I have the output from a data submission which is in the form of multiple vector list objects in rda files. Each list object is in a separate rda file and i have nearly 2000 files. I want to merge all the objects into a single object in a single rda file in the fastest way (partly because i may need to repeat this several times). All the rda files are fairly small (~10mb though this will be a compressed size), but it all adds up with the number of files.
Memory isn't a huge problem as am running it on a server with >700GB RAM, My first approach to incrementally load them one by one concatenate with the merged list object and remove the object that was appended went badly due to the time it was going to take (something like 40 days at a best guess). My revised approach is below, but wondering if there is a quicker way to do this given that i may need to repeat the process:
load("data_1.rda")
load("data_2.rda")
load("data_3.rda") ...
load("data_2000.rda")
my.list <- list()
my.list <- c(my.list, data.1, data.2, data.3, ... , data.2000)

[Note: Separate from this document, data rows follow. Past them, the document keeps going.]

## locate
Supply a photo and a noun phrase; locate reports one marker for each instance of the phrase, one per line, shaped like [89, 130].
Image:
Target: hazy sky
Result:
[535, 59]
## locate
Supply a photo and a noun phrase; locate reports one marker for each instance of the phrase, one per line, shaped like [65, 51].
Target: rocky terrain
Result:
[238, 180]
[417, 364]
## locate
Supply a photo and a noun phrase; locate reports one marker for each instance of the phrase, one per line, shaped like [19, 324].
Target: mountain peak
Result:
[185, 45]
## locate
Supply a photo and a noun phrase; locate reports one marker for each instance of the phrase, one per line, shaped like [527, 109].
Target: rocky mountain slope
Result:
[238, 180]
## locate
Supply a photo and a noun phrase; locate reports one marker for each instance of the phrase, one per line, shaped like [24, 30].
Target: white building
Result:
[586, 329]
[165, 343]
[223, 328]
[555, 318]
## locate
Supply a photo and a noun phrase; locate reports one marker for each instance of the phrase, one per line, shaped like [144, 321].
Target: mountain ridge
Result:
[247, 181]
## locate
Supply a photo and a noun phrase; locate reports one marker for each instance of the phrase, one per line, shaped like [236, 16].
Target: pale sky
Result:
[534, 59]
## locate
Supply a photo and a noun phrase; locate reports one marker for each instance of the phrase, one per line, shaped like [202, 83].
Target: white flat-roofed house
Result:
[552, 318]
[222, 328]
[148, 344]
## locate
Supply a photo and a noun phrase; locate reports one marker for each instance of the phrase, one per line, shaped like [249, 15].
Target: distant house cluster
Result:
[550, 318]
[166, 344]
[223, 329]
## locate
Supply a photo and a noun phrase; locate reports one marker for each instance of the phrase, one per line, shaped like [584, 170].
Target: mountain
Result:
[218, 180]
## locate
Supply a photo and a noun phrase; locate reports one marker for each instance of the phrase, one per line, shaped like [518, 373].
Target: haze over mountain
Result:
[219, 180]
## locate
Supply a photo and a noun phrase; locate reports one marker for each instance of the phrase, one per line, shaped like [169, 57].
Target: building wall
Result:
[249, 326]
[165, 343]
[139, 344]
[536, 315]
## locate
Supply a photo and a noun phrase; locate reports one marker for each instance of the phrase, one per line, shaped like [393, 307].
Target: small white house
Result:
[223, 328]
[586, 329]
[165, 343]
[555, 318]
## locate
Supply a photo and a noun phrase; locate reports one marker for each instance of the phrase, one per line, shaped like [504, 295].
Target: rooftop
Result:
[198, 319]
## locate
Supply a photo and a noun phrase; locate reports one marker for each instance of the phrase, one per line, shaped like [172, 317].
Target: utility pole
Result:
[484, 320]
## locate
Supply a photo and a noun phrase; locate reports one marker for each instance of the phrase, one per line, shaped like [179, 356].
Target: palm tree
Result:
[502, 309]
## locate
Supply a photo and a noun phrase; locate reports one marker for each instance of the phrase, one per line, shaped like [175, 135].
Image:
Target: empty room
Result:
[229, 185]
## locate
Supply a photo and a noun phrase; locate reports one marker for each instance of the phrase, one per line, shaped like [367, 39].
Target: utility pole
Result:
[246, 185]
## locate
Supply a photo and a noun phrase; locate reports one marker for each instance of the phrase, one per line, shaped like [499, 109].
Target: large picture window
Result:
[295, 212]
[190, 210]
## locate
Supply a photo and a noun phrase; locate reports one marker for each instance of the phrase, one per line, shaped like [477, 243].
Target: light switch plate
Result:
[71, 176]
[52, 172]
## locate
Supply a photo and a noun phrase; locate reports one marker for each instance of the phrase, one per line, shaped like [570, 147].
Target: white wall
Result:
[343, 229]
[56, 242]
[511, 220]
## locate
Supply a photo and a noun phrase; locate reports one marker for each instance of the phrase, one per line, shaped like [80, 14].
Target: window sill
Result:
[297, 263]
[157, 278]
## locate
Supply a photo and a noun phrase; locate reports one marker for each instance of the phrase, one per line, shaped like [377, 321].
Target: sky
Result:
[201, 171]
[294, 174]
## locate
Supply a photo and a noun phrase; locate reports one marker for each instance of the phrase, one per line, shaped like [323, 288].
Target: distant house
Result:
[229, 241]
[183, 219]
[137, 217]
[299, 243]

save(my.list, file="my_list.rda")
And just to add to things i'm getting an error when doing this:
Error: attempt to set index 18446744071562067968/2877912830 in SET_STRING_ELT
It's not a very helpful error message All the rdas load as objects into the environment fine, but when i try and concatenate them that is when I get the error message, and it seems like it is when it gets to a particular point as it doesn't fail immediately. Wasn't sure if it is some sort of limit in the number of concatenations you can do or rogue data, but troubleshooting it it appears to be syntax rather than data related. Have chunked it up into 5 batches and then doing a final concatenation before saving the rda. Have seen other answers for this sort of thing suggesting using rbind, mget, and do.Call or list function - would using any of these functions make it faster and achieve the same thing? Something like this:
my.list <- do.call(rbind, mget(ls(pattern="^data_")))
Thanks